Supporting the Arts in Western Massachusetts and Beyond

May 1, 2018

REVIEW: Springfield Symphony , Verdi Requiem

Springfield Symphony, Springfield, MA
April 28, 2018
by Michael J. Moran

For the sixth concert in the SSO’s 74th season and his own 17th season as their music director, Kevin Rhodes notes in his “Rhodes’ Reflections” column in the program book, he chose a single work, the “greatest creation by Italy’s greatest composer,” Verdi’s “Requiem,” of which he and his assembled forces – the orchestra, 200 members of three choruses, and four solo singers, filling every square inch of the Symphony Hall stage – gave a blazingly powerful account.

The Springfield Symphony Chorus prepared by Nikki Stoia, the University of Massachusetts Amherst Chorale coached by Stephen A. Paparo, and the UMass Chamber Choir Illuminati and Vocal Arts Ensemble readied by Tony Thornton gave committed backing to lyrical soprano Lisa Gwyn Daltirus, warm-toned mezzo soprano Stacey Rishoi, heroic tenor Eric Ashcraft, and stentorian bass Gustav Andreassen. Rhodes made sure that the large orchestra never drowned out the solo or massed choral voices.
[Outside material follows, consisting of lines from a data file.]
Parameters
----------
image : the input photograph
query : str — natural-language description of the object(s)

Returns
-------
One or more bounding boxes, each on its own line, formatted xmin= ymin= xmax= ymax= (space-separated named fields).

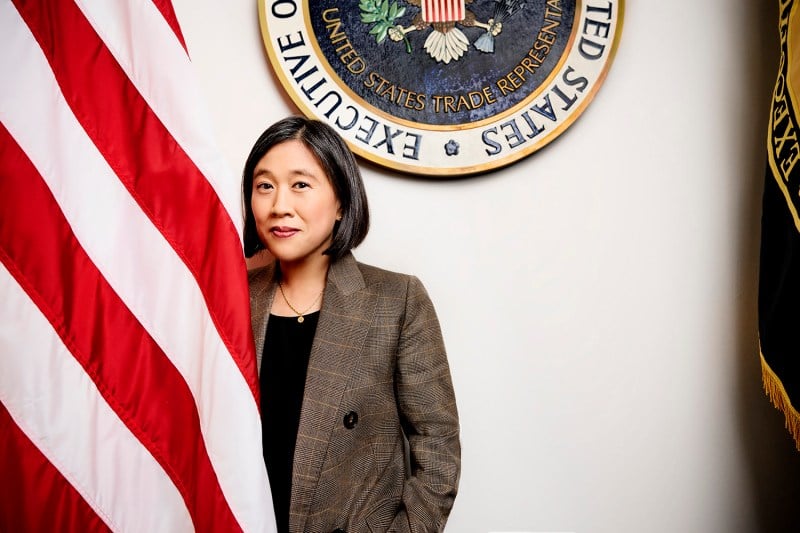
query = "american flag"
xmin=421 ymin=0 xmax=466 ymax=23
xmin=0 ymin=1 xmax=276 ymax=531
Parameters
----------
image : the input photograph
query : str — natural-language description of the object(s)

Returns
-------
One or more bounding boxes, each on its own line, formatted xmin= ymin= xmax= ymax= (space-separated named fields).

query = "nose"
xmin=270 ymin=185 xmax=292 ymax=217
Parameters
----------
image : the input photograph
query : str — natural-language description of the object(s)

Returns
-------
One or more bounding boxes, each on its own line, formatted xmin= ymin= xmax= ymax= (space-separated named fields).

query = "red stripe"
xmin=0 ymin=401 xmax=111 ymax=533
xmin=149 ymin=0 xmax=187 ymax=52
xmin=0 ymin=124 xmax=241 ymax=532
xmin=12 ymin=0 xmax=259 ymax=401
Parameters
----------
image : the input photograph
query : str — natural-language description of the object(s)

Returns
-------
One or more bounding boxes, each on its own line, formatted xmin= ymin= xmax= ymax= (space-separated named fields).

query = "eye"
xmin=293 ymin=181 xmax=310 ymax=189
xmin=255 ymin=181 xmax=273 ymax=191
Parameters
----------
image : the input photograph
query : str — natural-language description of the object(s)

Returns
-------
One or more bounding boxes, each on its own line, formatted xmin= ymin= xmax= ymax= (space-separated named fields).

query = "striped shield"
xmin=421 ymin=0 xmax=466 ymax=23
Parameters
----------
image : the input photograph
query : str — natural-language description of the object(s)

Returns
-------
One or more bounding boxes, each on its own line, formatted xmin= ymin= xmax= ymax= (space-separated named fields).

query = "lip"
xmin=270 ymin=226 xmax=300 ymax=238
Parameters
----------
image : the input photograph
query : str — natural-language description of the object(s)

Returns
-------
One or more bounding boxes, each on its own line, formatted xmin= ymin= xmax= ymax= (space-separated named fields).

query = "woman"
xmin=242 ymin=117 xmax=460 ymax=533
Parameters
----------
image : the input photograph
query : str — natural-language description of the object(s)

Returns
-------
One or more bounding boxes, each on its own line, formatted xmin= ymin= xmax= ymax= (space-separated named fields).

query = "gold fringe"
xmin=761 ymin=351 xmax=800 ymax=451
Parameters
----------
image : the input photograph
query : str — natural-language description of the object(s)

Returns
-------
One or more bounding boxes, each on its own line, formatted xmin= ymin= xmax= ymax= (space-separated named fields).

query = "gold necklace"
xmin=278 ymin=282 xmax=323 ymax=323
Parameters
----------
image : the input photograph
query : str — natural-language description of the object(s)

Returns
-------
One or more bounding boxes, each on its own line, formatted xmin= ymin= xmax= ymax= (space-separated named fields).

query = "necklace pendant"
xmin=297 ymin=315 xmax=304 ymax=324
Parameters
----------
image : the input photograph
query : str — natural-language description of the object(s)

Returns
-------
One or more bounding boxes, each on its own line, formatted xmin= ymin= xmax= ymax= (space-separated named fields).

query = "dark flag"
xmin=760 ymin=0 xmax=800 ymax=450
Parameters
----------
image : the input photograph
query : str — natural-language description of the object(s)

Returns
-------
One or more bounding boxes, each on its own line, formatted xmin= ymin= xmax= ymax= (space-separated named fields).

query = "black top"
xmin=260 ymin=311 xmax=320 ymax=533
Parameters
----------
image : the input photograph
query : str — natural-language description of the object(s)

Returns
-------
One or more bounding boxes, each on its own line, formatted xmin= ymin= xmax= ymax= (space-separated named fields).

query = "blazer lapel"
xmin=289 ymin=253 xmax=378 ymax=532
xmin=249 ymin=263 xmax=277 ymax=373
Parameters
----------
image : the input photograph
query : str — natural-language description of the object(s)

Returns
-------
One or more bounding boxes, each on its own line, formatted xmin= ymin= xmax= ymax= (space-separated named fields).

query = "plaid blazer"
xmin=249 ymin=253 xmax=460 ymax=533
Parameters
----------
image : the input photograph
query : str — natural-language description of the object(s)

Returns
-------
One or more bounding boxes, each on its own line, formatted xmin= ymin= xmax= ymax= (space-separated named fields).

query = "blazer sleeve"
xmin=389 ymin=275 xmax=460 ymax=533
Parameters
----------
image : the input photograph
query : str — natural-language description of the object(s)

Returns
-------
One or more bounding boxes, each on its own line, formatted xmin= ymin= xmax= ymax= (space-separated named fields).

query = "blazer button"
xmin=343 ymin=411 xmax=358 ymax=429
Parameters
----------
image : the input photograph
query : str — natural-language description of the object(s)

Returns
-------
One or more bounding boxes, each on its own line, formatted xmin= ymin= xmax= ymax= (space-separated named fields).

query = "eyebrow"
xmin=253 ymin=168 xmax=319 ymax=180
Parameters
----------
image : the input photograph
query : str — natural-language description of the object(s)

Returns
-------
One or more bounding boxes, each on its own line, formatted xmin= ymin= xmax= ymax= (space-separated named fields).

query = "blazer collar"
xmin=325 ymin=250 xmax=366 ymax=295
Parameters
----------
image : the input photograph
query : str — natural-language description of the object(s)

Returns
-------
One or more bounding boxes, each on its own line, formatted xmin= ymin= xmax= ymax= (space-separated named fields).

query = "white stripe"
xmin=0 ymin=6 xmax=274 ymax=532
xmin=74 ymin=0 xmax=243 ymax=238
xmin=0 ymin=263 xmax=193 ymax=533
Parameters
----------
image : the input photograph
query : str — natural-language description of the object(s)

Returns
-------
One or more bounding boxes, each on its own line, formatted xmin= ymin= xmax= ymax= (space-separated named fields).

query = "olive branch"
xmin=359 ymin=0 xmax=412 ymax=53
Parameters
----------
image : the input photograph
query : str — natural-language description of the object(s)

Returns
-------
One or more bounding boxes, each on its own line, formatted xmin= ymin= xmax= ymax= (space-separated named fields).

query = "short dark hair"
xmin=242 ymin=116 xmax=370 ymax=260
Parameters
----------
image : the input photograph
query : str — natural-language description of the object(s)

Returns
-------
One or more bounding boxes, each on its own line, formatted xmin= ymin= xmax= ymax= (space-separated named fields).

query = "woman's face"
xmin=251 ymin=140 xmax=341 ymax=267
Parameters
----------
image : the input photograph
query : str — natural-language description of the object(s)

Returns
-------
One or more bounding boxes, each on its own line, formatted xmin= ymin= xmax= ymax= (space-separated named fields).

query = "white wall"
xmin=174 ymin=1 xmax=800 ymax=531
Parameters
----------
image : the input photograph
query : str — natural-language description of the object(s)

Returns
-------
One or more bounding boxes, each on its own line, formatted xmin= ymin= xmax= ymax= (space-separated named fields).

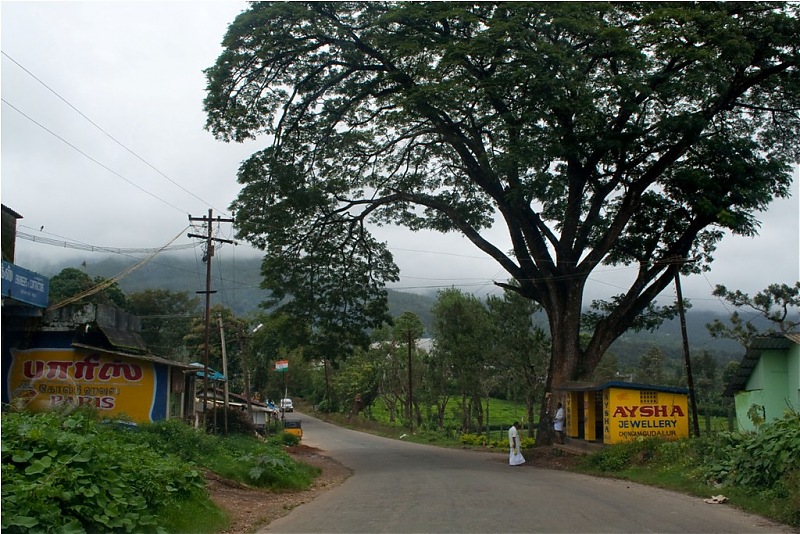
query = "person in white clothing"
xmin=508 ymin=421 xmax=526 ymax=466
xmin=554 ymin=402 xmax=565 ymax=444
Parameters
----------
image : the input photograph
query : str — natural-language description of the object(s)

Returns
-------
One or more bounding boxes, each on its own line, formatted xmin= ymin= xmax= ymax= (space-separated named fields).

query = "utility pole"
xmin=245 ymin=323 xmax=263 ymax=423
xmin=407 ymin=329 xmax=413 ymax=431
xmin=674 ymin=268 xmax=701 ymax=437
xmin=218 ymin=315 xmax=229 ymax=435
xmin=656 ymin=255 xmax=700 ymax=437
xmin=188 ymin=209 xmax=234 ymax=431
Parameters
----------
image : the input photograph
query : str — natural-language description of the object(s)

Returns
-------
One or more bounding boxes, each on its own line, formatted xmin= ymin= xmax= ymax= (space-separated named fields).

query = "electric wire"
xmin=2 ymin=98 xmax=187 ymax=214
xmin=48 ymin=227 xmax=190 ymax=311
xmin=1 ymin=51 xmax=228 ymax=216
xmin=17 ymin=229 xmax=195 ymax=254
xmin=18 ymin=225 xmax=264 ymax=295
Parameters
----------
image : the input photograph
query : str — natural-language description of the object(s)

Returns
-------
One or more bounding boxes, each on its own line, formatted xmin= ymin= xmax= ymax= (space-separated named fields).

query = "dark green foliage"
xmin=578 ymin=411 xmax=800 ymax=526
xmin=579 ymin=437 xmax=667 ymax=472
xmin=2 ymin=412 xmax=320 ymax=533
xmin=128 ymin=418 xmax=221 ymax=463
xmin=129 ymin=421 xmax=313 ymax=489
xmin=127 ymin=288 xmax=200 ymax=360
xmin=48 ymin=267 xmax=129 ymax=310
xmin=203 ymin=406 xmax=258 ymax=436
xmin=205 ymin=1 xmax=800 ymax=400
xmin=699 ymin=411 xmax=800 ymax=490
xmin=277 ymin=431 xmax=301 ymax=447
xmin=1 ymin=410 xmax=204 ymax=533
xmin=707 ymin=282 xmax=800 ymax=347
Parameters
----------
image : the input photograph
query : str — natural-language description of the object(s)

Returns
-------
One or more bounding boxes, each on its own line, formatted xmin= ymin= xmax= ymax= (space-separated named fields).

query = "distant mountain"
xmin=43 ymin=255 xmax=747 ymax=363
xmin=607 ymin=309 xmax=747 ymax=367
xmin=43 ymin=255 xmax=438 ymax=323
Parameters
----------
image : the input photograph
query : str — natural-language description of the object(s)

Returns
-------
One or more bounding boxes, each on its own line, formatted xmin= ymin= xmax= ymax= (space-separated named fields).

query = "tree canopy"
xmin=205 ymin=2 xmax=799 ymax=433
xmin=48 ymin=267 xmax=129 ymax=310
xmin=707 ymin=282 xmax=800 ymax=347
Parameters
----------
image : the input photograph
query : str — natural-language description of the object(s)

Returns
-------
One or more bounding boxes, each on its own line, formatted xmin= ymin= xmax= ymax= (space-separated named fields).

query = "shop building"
xmin=556 ymin=381 xmax=690 ymax=445
xmin=3 ymin=303 xmax=196 ymax=423
xmin=2 ymin=204 xmax=195 ymax=423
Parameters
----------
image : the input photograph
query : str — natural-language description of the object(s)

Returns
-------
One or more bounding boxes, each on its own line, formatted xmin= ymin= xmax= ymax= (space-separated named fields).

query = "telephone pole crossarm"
xmin=187 ymin=209 xmax=235 ymax=432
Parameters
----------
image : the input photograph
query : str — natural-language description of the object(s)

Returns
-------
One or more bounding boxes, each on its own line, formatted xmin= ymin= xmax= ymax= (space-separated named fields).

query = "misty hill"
xmin=44 ymin=255 xmax=747 ymax=365
xmin=43 ymin=255 xmax=435 ymax=327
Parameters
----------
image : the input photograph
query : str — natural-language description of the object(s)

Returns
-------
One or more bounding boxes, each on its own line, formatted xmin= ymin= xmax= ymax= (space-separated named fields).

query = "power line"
xmin=17 ymin=230 xmax=196 ymax=254
xmin=17 ymin=224 xmax=265 ymax=293
xmin=1 ymin=51 xmax=228 ymax=216
xmin=48 ymin=227 xmax=190 ymax=311
xmin=2 ymin=98 xmax=188 ymax=214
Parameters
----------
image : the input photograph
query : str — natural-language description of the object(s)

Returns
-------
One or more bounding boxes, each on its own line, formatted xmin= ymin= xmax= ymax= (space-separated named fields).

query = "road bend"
xmin=262 ymin=412 xmax=792 ymax=533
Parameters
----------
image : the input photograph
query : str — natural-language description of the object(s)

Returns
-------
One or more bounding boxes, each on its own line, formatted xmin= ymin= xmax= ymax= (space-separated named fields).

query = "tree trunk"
xmin=436 ymin=397 xmax=447 ymax=429
xmin=535 ymin=284 xmax=585 ymax=445
xmin=413 ymin=398 xmax=423 ymax=427
xmin=460 ymin=393 xmax=469 ymax=433
xmin=323 ymin=358 xmax=332 ymax=411
xmin=473 ymin=393 xmax=484 ymax=435
xmin=526 ymin=394 xmax=536 ymax=439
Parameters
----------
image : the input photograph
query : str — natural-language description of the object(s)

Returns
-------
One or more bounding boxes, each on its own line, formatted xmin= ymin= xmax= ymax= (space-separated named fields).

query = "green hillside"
xmin=43 ymin=255 xmax=437 ymax=322
xmin=43 ymin=255 xmax=746 ymax=366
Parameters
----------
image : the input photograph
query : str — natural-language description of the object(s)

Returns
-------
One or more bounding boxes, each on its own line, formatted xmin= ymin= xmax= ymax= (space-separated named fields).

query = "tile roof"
xmin=724 ymin=333 xmax=798 ymax=396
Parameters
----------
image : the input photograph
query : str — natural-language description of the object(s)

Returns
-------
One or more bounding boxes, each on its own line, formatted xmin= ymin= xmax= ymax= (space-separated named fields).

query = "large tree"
xmin=48 ymin=267 xmax=129 ymax=310
xmin=205 ymin=3 xmax=799 ymax=437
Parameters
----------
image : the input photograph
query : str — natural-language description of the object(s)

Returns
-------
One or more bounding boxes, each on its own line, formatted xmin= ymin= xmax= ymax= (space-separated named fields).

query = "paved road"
xmin=263 ymin=412 xmax=793 ymax=533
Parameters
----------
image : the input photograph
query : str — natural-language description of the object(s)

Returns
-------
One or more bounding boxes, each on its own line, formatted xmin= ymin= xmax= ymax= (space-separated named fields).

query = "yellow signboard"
xmin=603 ymin=387 xmax=689 ymax=444
xmin=8 ymin=348 xmax=159 ymax=422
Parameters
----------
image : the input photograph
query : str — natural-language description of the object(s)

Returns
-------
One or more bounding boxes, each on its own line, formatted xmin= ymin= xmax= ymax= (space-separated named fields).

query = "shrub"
xmin=277 ymin=431 xmax=301 ymax=447
xmin=459 ymin=433 xmax=483 ymax=446
xmin=699 ymin=410 xmax=800 ymax=490
xmin=2 ymin=410 xmax=204 ymax=533
xmin=131 ymin=419 xmax=222 ymax=463
xmin=578 ymin=437 xmax=668 ymax=473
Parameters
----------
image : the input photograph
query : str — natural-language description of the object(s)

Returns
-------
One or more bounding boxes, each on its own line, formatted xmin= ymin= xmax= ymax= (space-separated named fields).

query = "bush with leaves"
xmin=576 ymin=411 xmax=800 ymax=526
xmin=130 ymin=418 xmax=223 ymax=464
xmin=699 ymin=410 xmax=800 ymax=490
xmin=578 ymin=436 xmax=686 ymax=473
xmin=1 ymin=409 xmax=204 ymax=533
xmin=127 ymin=420 xmax=313 ymax=489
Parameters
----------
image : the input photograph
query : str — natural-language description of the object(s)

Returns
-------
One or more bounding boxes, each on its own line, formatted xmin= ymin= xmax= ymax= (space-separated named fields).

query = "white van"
xmin=280 ymin=398 xmax=294 ymax=412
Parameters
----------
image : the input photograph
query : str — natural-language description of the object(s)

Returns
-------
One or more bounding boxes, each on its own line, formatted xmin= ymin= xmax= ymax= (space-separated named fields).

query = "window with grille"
xmin=640 ymin=390 xmax=658 ymax=404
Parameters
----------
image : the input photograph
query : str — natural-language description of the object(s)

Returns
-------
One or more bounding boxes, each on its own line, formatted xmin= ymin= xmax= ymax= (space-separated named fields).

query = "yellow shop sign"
xmin=8 ymin=348 xmax=159 ymax=422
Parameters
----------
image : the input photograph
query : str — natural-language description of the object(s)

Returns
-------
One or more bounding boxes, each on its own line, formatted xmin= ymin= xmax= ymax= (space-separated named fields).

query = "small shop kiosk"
xmin=555 ymin=381 xmax=690 ymax=445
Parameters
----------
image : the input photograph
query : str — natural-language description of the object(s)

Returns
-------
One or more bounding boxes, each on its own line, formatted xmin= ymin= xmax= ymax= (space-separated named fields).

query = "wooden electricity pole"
xmin=218 ymin=315 xmax=229 ymax=435
xmin=188 ymin=209 xmax=234 ymax=431
xmin=674 ymin=269 xmax=701 ymax=437
xmin=407 ymin=329 xmax=413 ymax=431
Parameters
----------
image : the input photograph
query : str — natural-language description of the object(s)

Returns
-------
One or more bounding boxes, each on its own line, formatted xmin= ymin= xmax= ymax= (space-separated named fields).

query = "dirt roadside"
xmin=206 ymin=444 xmax=577 ymax=534
xmin=206 ymin=444 xmax=352 ymax=534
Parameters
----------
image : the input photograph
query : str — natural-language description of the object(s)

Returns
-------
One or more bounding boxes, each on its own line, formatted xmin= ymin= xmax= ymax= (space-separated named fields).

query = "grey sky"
xmin=2 ymin=1 xmax=798 ymax=313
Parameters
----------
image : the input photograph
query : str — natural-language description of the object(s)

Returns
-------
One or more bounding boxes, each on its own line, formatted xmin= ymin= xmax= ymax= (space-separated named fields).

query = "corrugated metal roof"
xmin=72 ymin=343 xmax=193 ymax=369
xmin=749 ymin=335 xmax=793 ymax=351
xmin=97 ymin=325 xmax=148 ymax=353
xmin=556 ymin=380 xmax=688 ymax=395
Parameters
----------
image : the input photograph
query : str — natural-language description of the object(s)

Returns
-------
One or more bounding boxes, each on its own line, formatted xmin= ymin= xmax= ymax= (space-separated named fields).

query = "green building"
xmin=725 ymin=333 xmax=800 ymax=432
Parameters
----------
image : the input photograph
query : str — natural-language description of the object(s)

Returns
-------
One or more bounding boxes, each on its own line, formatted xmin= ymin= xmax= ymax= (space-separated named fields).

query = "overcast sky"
xmin=2 ymin=2 xmax=798 ymax=315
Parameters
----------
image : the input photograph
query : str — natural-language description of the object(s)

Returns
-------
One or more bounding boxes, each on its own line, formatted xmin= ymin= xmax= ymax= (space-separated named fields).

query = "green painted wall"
xmin=789 ymin=344 xmax=800 ymax=412
xmin=735 ymin=343 xmax=800 ymax=432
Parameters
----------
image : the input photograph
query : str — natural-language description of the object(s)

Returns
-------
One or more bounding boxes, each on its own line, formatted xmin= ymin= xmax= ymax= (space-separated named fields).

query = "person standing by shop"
xmin=508 ymin=421 xmax=526 ymax=466
xmin=554 ymin=402 xmax=565 ymax=444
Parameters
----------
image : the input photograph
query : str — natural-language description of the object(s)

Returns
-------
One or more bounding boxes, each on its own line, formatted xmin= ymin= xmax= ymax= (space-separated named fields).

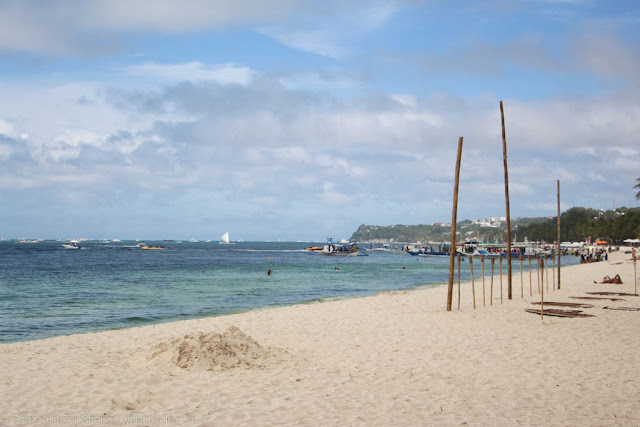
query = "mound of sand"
xmin=146 ymin=326 xmax=284 ymax=371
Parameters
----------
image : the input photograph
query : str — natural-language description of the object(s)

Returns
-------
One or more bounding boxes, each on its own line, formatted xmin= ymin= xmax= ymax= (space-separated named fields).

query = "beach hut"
xmin=623 ymin=238 xmax=640 ymax=247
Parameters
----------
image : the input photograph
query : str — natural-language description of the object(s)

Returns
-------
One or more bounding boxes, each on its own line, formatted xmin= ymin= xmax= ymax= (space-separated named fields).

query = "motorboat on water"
xmin=136 ymin=242 xmax=168 ymax=250
xmin=307 ymin=241 xmax=367 ymax=256
xmin=62 ymin=242 xmax=81 ymax=249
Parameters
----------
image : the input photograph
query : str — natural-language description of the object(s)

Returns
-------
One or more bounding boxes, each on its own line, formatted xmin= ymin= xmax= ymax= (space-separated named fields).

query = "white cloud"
xmin=125 ymin=62 xmax=253 ymax=85
xmin=0 ymin=0 xmax=303 ymax=55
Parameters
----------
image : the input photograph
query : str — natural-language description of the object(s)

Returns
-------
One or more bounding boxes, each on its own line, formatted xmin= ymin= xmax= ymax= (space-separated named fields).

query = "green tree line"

Verdi premiered his requiem in 1874 for the first anniversary of the death of Italian writer and nationalist Alessandro Manzoni. As written by arguably the greatest opera composer of all time, the seven movements of his 80-minute requiem unsurprisingly captured a wider emotional range than any other requiem in the standard classical repertory. Extreme contrasts of tempo and dynamics emerge even before the hushed opening “Requiem and Kyrie” movement gave way to the clashing first chords of the “Dies Irae” (Day of Wrath), which, at 33 minutes, was by far the longest movement in the piece.

The only movement in which the chorus doesn’t sing is the third, “Offertory,” where the vocal interplay among the four soloists was especially vivid. The next movement, “Sanctus,” was a four-minute choral outburst of pure joy. After an affecting soprano-mezzo soprano duet in the “Agnus Dei” and a more virtuosic soprano-mezzo-bass trio in “Lux Aeterna,” the last movement, “Libera Me,” for soprano and chorus brought the Requiem to a highly dramatic but ultimately peaceful close.

The absence of Latin texts and English translations, which could have been included in the program book and/or projected over the stage, was the only flaw in an otherwise memorable occasion.